Al terminar de hablar, el general Fernández esperaba que la multitud le aclame, pero esto no pasó.
Todos los presentes se miraban unos a otros, totalmente confundidos por las primeras medidas
del dictador. Instantes después, uno de los militares infiltrados comenzó a vitorear al dictador,
mientras los soldados apuntaron las armas contra el público para obligarles a sumarse a la
aclamación.

Al escuchar a la multitud, el general se retiró satisfecho hacia su despacho. Se sentó en su sillón y


subió las piernas al escritorio. Tomó uno de los habanos cubanos que había mandado a pedir y lo
encendió en tono triunfal. Al echar la primera bocanada al aire se dio cuenta de que, tal como lo
había pedido, trajeron el cuadro de su padre y estaba colgado cerca a la puerta. El dictador bajo
rápidamente las pies del escritorio, como si se tratase de un niño descubierto en plena fechoría. Se
acercó al cuadro para contemplar la adusta figura del padre. Acarició suavemente el lienzo
mientras decía en voz baja: ¡Padre, lo logre! ¡Tu hijo es ahora el presidente! ¡Llevaré tu nombre en
alto siempre!

El dictador emocionado al contemplar el lienzo, apenas podía contener las lágrimas. Ante esa
figura muda y ausente se atrevió después de mucho tiempo, a abrir su corazón y a dar rienda
suelta a sus sentimientos. El retrato seguía imperturbable.
En ese mismo instante, el edecán golpeó suavemente la puerta, anunciando que la limusina
presidencial había llegado para llevar al general a la residencia presidencial. El dictador, apenas
pudo enjugarse las lágrimas y contestó de mala manera al edecán.

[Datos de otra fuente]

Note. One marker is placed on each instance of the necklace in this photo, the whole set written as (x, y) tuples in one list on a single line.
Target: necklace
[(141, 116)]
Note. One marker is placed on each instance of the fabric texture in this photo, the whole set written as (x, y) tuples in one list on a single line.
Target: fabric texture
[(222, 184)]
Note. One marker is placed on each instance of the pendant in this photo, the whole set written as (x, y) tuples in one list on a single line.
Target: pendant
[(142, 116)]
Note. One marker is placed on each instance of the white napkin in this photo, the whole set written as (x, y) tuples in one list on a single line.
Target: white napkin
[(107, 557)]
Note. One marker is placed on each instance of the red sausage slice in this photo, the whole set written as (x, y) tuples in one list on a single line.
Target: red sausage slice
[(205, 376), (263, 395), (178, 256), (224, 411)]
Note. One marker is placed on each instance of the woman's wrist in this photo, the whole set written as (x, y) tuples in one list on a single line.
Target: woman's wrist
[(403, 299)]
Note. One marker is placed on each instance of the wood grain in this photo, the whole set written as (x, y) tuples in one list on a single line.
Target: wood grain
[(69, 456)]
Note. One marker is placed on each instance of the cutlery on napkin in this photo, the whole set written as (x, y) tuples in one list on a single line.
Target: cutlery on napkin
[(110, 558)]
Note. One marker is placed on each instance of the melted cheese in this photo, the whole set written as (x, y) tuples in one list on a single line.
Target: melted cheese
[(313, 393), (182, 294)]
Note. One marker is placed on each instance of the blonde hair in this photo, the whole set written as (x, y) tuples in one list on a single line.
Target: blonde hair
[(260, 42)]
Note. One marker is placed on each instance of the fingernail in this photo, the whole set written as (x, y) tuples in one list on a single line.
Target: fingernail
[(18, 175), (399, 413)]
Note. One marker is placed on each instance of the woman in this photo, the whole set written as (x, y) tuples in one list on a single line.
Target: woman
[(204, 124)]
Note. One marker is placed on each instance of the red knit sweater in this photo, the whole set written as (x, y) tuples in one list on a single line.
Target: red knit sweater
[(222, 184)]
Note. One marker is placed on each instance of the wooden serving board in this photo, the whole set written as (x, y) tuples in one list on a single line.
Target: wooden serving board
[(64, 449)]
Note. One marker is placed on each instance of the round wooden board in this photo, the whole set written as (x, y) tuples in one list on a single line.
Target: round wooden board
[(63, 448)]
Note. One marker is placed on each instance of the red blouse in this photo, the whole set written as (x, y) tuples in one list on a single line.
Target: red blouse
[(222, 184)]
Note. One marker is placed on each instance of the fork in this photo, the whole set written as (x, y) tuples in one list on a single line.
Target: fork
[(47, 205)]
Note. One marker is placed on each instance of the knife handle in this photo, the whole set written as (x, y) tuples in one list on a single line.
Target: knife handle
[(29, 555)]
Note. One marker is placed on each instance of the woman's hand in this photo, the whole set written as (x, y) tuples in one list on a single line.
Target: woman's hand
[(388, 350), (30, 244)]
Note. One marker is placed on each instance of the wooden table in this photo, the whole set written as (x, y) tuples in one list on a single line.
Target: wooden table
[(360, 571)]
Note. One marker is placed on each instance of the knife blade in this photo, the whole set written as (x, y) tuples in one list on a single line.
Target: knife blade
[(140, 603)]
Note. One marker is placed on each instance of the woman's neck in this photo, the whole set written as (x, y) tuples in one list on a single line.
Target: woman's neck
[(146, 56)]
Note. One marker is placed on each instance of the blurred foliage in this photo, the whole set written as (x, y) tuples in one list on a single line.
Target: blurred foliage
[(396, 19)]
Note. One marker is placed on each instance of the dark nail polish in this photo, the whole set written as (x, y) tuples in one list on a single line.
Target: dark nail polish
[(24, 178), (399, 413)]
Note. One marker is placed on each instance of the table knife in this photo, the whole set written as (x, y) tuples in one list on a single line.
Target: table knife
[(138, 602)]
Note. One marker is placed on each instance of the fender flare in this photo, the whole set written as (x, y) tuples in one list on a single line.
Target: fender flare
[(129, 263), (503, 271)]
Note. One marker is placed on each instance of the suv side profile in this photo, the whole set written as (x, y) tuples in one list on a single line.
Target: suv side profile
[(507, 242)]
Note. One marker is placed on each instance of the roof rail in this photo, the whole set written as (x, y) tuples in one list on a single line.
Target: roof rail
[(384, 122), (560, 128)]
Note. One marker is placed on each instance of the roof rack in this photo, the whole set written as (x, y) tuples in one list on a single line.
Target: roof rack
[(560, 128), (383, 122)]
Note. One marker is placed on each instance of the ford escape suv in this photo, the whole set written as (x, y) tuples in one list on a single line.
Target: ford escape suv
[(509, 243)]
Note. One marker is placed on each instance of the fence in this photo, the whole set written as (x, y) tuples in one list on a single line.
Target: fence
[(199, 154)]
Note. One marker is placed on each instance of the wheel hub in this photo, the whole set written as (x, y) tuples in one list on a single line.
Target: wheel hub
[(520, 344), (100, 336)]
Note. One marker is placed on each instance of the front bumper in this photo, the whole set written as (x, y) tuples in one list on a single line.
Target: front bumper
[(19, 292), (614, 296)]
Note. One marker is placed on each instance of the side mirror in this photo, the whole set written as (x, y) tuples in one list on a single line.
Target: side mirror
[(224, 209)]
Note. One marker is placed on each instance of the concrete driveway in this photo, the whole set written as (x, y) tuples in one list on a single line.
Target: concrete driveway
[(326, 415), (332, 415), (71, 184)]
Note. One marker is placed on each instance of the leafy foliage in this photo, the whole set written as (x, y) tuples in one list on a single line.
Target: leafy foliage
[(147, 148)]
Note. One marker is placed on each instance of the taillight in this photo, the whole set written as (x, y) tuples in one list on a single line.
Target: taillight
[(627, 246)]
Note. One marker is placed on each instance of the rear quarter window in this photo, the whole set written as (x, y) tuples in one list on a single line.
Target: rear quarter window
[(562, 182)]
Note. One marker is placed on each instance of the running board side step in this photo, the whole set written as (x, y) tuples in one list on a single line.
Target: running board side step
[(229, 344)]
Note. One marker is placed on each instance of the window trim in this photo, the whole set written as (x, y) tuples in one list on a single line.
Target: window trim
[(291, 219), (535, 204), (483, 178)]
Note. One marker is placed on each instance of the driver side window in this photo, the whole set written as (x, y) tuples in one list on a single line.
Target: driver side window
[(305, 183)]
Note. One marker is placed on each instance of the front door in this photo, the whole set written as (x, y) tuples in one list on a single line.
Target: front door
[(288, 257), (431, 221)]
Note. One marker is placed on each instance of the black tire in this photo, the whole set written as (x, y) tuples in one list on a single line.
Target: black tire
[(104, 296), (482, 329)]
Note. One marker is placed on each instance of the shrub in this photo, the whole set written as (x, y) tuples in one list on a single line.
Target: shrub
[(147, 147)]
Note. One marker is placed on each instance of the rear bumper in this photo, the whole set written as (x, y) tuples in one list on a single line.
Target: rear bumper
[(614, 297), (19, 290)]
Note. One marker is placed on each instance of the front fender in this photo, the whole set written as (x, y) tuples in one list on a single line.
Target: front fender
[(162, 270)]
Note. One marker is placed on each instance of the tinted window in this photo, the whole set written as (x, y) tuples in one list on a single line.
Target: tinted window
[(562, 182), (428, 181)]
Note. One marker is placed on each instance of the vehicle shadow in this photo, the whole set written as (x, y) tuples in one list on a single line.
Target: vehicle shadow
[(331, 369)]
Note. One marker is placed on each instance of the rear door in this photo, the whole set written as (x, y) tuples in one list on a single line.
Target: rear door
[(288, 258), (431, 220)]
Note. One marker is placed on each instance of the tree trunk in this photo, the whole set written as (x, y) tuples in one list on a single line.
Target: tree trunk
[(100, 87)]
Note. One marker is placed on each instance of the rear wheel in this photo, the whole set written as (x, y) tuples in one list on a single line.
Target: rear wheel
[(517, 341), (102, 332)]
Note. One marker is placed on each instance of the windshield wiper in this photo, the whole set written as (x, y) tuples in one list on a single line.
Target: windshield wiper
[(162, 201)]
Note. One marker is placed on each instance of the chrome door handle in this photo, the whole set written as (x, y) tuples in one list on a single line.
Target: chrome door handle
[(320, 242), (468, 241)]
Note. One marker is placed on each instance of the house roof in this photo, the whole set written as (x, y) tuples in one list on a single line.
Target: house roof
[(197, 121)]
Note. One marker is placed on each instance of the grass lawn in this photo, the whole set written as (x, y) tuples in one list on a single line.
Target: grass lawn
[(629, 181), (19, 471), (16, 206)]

Más tarde, en la residencia presidencial, el dictador daba instrucciones para acondicionar los
ambientes. Ni bien terminó, llegaron algunos de los flamantes ministros para poder dar curso a los
festejos por el “regocijo nacional” y el “Día de la refundación”. El general Fernández ordeno que se
diesen grandes fiestas durante los tres días del “regocijo nacional” en todos los cuarteles, en
agradecimiento a la soldadesca por el apoyo brindado durante la “revolución liberadora”. Uno de
los ministros dijo consternado:

- ¡Pero… excelencia! ¿Cree usted que es conveniente bajar la guardia precisamente ahora
que acaba de consolidarse la revolución? ¿No cree que nuestros enemigos podrían
aprovechar los festejos para contraatacar?
- ¡Lo que creo es que usted es un paleto y un imbécil! – grito de repente el dictador - ¿Qué
no entiende que debemos mantener la moral de la tropa alta? Además, he mandando a
desembarazarnos de nuestros enemigos, actuales y en potencia. Así que no hay
absolutamente nada que temer, al contrario, en cuanto se vea la magnitud de los festejos,
todo posible opositor no tendrá más remedio que unirse a las solemnidades y aceptar que
la revolución ha triunfado.

Más tarde, las órdenes del general se pusieron en marcha: calles, hogares y cuarteles se
embanderaron y adornaron con motivos patrios. El general fue en persona a participar de los
festejos en los cuarteles, adonde llegaba con toneles de vino y licor de todo tipo. Demás está decir
que él también, habituado a seguir las añejas tradiciones militares, se emborrachó como una cuba
y terminó luego, en compañía de algunos ministros y militares destacados, visitando todos los
burdeles de la ciudad.

El segundo y el tercer día los festejos se concentraron en la residencia presidencial. El dictador,


totalmente borracho, apenas era consciente de las celebraciones de sus acólitos. Apenas
despertaba continuaba bebiendo y ordenaba a todos los presentes a que siguieran su ejemplo.
También gritaba a la banda militar para que interpretasen, una y otra vez, viejos himnos marciales
que le recordaban a su padre. Al finalizar el tercer día, el dictador fue conducido casi a rastras a
sus habitaciones.

La fiesta poco a poco fue languideciendo mientras llegaba el amanecer, los últimos comensales
fueron despertados a las ocho en punto, hora en que el dictador solía tomar su café. Por la calle se
veía a muchos militares ebrios trastabillando mientras intentaban caminar, otros dormían tirados
en las aceras, ajenos a todo ruido. Pasarían algunas horas hasta que llegasen los informes.

IV

- ¡Excelencia! ¡Excelencia! – gritaba el edecán mientras corría presuroso a las habitaciones


del dictador.
Al llegar a la puerta la golpeó con desesperación, dentro no se oía nada más que los ronquidos
del general Fernández. Al no obtener respuesta, el edecán se animó a abrir la puerta y entrar.
Se acercó al lecho del dictador y le sacudió con desesperación para que despertase. Éste,
despertó atolondrado aún ebrio, al ver al edecán, quien le sacudía, comenzó a gritar.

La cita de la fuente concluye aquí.